We are writing a Kafka Streams Topology that aggregates data and displays them in real time. We would like to make the display as robust as possible - ideally log the record and continue for any exception.
According to the documentation, a few tests from us and
- Handling exceptions in Kafka streams
- Handling bad messages using Kafka's Streams API
- https://groups.google.com/g/confluent-platform/c/p75CleJ9yU0
Kafka Streams very well supports handling exceptions that occur in the Producer or during Deserialization. The provided LogAndContinueExceptionHandler
gives exactly our desired behavior.

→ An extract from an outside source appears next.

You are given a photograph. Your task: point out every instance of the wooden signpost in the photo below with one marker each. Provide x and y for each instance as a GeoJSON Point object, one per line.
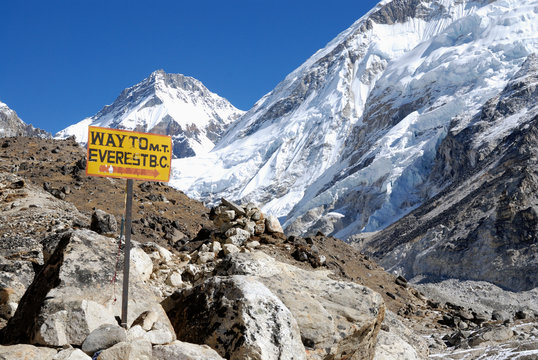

However our main problem are exceptions occuring during the processing (such as in .mapValues()
or .leftJoin()
The ideas we had were basically to validate preconditions
- During Deserialization and throw a DeserializationException (and log and continue) if they are not fulfilled.
- As checks in the processing functions to return default values if a calculation cannot be performed (
/ by zero error
, etc.)
However if there is something unforeseen in the data an exception could still bubble up and the topology would shut down.
Kafka Streams provides an UncaughtExceptionHandler
but it is called after the thread already died and therefore it cannot be used to prevent a topology shutdown.
Is there some way to write a UncaughtExceptionHandler that skips a record? Or alteratively a mechanism to skip the current record that we could in a try-catch
block inside the processing function?